Wir haben im Jahr 2018 jeweils 27 Plasmaproben vor der Behandlung von 9 gesunden Frauen, 9 Patientinnen mit gutartigen Eierstockläsionen und 9 Patientinnen mit bösartigen Eierstocktumoren im First Affiliated Hospital der Sun Yat-sen-Universität gesammelt. Alle menschlichen Blutproben wurden nach Erhalt der Genehmigung des Institutional Review Board des First Affiliated Hospital der Sun Yat-sen University und der Einverständniserklärung aller Teilnehmer entnommen. Vollblutproben wurden von nüchternen Teilnehmern mithilfe von Vakuum-Blutentnahmeröhrchen entnommen. Das gesammelte Plasma wurde 10 Minuten bei 4 °C und 3.000 U/min zentrifugiert, gefolgt von 15 Minuten bei 12.000 × g. Zur Sicherung bei − 80 °C lagern. Übertragen Sie den Überstand ansatzweise in ein neues Zentrifugenröhrchen und filtern Sie ihn mit einer 0,22 μm mikroporösen Membran. Nach der Proteinextraktion wurden die Peptide mit Trypsin zu Aborten verdaut. Die generierten MS/MS-Daten wurden mit der MaxQuant-Suchmaschine (v.1.5.2.8) (Max-Planck-Institut für Biochemie, München, Deutschland) verarbeitet. Tandem-Massenspektren wurden mit der SwissProt-Menschendatenbank abgeglichen, die mit der Reverse-Decoy-Datenbank verknüpft war.

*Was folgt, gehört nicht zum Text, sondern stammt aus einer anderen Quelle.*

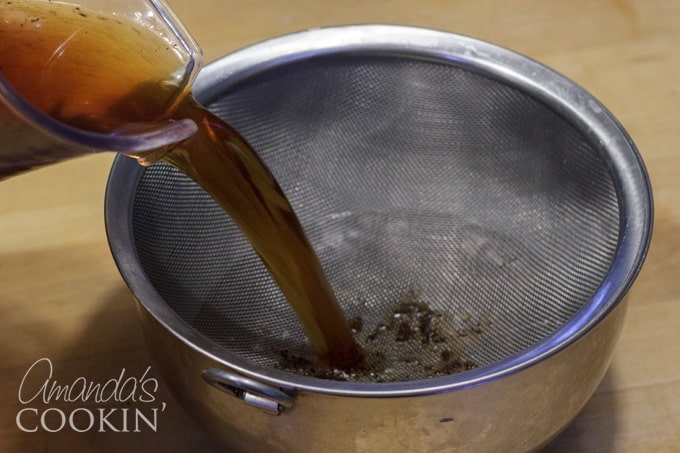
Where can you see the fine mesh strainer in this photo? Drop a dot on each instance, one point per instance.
(420, 165)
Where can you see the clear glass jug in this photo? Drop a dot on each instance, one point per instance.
(30, 136)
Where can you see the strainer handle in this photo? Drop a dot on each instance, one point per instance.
(254, 393)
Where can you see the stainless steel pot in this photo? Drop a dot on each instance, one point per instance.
(544, 211)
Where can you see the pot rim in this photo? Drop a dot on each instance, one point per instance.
(562, 95)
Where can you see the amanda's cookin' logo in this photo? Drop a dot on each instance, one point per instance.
(91, 402)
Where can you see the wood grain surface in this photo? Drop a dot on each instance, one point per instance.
(62, 298)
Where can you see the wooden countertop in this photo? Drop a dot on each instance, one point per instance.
(61, 296)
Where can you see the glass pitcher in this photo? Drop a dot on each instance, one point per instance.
(34, 130)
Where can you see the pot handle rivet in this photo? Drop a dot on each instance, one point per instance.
(254, 393)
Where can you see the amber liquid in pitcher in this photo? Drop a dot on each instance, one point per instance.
(103, 72)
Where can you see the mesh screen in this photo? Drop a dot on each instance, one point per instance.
(409, 177)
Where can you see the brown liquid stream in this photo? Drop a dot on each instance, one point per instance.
(101, 72)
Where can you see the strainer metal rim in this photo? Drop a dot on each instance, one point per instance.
(562, 95)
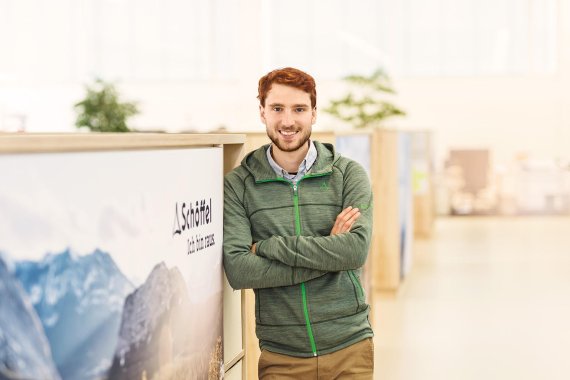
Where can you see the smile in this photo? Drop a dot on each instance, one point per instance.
(288, 133)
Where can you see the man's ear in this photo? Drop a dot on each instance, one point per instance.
(262, 113)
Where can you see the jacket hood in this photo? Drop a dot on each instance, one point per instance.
(257, 164)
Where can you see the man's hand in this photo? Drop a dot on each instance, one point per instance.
(345, 220)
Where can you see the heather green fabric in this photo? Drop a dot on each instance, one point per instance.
(260, 207)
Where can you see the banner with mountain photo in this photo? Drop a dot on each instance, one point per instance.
(111, 265)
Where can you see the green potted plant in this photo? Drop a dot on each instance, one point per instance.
(366, 107)
(101, 110)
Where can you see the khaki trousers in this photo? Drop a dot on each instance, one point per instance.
(355, 362)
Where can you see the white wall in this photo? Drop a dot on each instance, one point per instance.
(509, 114)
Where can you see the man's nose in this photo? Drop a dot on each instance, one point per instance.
(288, 119)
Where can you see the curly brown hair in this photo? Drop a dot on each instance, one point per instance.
(287, 76)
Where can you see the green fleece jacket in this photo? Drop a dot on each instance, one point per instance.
(308, 297)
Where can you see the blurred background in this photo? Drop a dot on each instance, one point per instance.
(487, 81)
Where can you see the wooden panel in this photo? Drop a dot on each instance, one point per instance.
(422, 178)
(386, 235)
(233, 331)
(235, 373)
(252, 351)
(76, 142)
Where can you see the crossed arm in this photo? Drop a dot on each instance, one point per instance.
(290, 260)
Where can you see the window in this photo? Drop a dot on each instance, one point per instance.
(412, 37)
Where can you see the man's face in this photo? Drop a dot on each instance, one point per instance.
(288, 117)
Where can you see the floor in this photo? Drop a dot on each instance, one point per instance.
(487, 298)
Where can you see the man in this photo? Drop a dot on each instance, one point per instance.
(297, 227)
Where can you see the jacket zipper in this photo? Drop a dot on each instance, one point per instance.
(298, 233)
(303, 289)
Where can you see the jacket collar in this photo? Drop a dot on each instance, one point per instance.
(257, 164)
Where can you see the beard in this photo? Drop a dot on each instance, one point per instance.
(290, 147)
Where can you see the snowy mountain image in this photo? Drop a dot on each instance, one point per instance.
(164, 336)
(24, 349)
(79, 300)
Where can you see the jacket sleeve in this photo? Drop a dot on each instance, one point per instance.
(245, 270)
(344, 251)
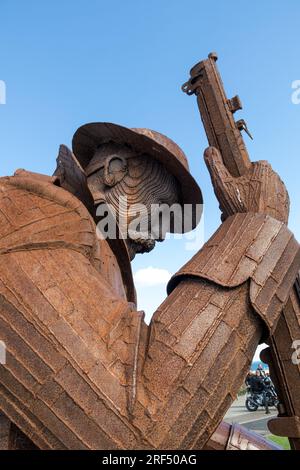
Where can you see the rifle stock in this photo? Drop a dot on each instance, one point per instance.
(216, 111)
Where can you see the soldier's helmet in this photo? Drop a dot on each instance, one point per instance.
(89, 137)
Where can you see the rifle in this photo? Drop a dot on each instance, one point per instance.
(224, 133)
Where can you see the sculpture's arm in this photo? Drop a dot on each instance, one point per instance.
(203, 337)
(202, 340)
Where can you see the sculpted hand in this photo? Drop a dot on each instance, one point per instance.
(259, 190)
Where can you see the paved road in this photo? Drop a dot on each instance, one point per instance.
(255, 420)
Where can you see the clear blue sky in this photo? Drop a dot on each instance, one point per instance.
(67, 62)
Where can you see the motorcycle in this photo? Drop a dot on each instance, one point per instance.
(256, 399)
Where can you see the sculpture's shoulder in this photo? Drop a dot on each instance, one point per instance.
(249, 246)
(35, 212)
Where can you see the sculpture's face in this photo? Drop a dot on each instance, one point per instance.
(135, 186)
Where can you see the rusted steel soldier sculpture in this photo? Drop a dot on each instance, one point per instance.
(83, 370)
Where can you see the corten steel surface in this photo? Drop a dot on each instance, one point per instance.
(242, 186)
(83, 370)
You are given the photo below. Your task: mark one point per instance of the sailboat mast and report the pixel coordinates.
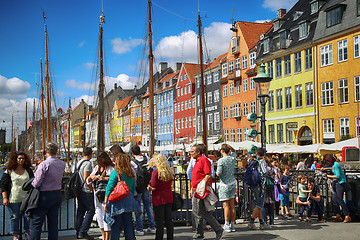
(48, 103)
(42, 110)
(25, 136)
(202, 82)
(151, 85)
(100, 141)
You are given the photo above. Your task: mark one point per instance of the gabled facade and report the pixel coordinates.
(337, 37)
(213, 100)
(184, 104)
(237, 86)
(289, 54)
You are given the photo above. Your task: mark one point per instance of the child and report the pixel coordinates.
(285, 185)
(303, 196)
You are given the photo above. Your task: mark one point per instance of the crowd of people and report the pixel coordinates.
(37, 196)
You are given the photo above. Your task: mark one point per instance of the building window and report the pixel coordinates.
(278, 67)
(231, 89)
(271, 101)
(344, 127)
(309, 94)
(343, 91)
(231, 67)
(252, 57)
(303, 30)
(327, 93)
(226, 134)
(239, 134)
(224, 69)
(253, 106)
(237, 64)
(333, 17)
(357, 45)
(244, 62)
(280, 133)
(298, 95)
(279, 105)
(226, 112)
(308, 58)
(252, 83)
(217, 121)
(326, 55)
(237, 86)
(271, 134)
(244, 85)
(297, 61)
(270, 69)
(342, 50)
(287, 65)
(245, 109)
(288, 101)
(357, 88)
(232, 135)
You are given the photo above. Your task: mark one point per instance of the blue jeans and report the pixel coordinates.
(14, 212)
(122, 221)
(85, 212)
(145, 197)
(49, 204)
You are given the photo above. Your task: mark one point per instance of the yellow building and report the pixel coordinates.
(338, 71)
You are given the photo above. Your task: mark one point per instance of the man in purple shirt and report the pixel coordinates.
(47, 179)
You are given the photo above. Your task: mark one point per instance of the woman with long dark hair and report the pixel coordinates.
(17, 172)
(119, 214)
(99, 177)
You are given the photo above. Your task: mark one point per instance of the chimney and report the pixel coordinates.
(163, 67)
(281, 13)
(178, 66)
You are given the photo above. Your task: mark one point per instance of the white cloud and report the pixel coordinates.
(274, 5)
(184, 47)
(120, 46)
(13, 87)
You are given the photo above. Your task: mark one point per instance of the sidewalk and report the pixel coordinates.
(284, 229)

Anschließend haben wir in den Jahren 2020–2021 Seren von Eierstocktumoren und gesunden weiblichen Freiwilligen am Ersten Angegliederten Krankenhaus der Sun Yat-sen-Universität und am Ersten Angegliederten Krankenhaus der Xiamen-Universität gesammelt. In der Kontrollgruppe befanden sich 33 Proben, darunter gesunde Frauen, Patientinnen mit postoperativem Eierstockkrebs, Patientinnen mit grenzwertigen Eierstocktumoren, Patientinnen mit gutartigen Eierstockläsionen und Patientinnen mit Dickdarmkrebs. Insgesamt wurden 48 Proben in die Versuchsgruppe aufgenommen, darunter Patienten mit unbehandeltem Eierstockkrebs und Patienten mit bestätigtem rezidivierendem Eierstockkrebs.
Die SLC11A2-Konzentrationen im Serum wurden mit dem SLC11A2 Elisa Avidin Kit gemessen. Verwenden Sie das MyCurveFit-Webtool (https://mycurvefit.com/), um die Elisa-Standardanpassungskurve zu zeichnen und die Kurvenformel zu berechnen. Die gemessenen Proteinkonzentrationen wurden mit der klinischen Diagnose kombiniert, um ROC-Kurven (Receiver Operating Characteristic) zu erhalten.
ELISA-Kit für Solute Carrier Family 11 Mitglied 2: EIAAB Science Inc, Wuhan (Katalog: E0316h).
Software: R (Version 3.6.3) (statistische Analyse und Visualisierung);
R-Paket: pROC-Paket [1.17.0.1] (zur Analyse), ggplot2-Paket [3.3.3] (zur Visualisierung).
Alle Projekte erhielten die Genehmigung der jeweiligen Ethikkommissionen. Die Ethikkommission des ersten angegliederten Krankenhauses der Sun Yat-sen-Universität (Ethikgenehmigung Nr. 308-2016-03-01, Nr. 483-2021-6-28). Alle Proben wurden mit Zustimmung und Genehmigung des Patienten entnommen. Alle Methoden wurden nach einschlägigen Richtlinien und Vorschriften durchgeführt.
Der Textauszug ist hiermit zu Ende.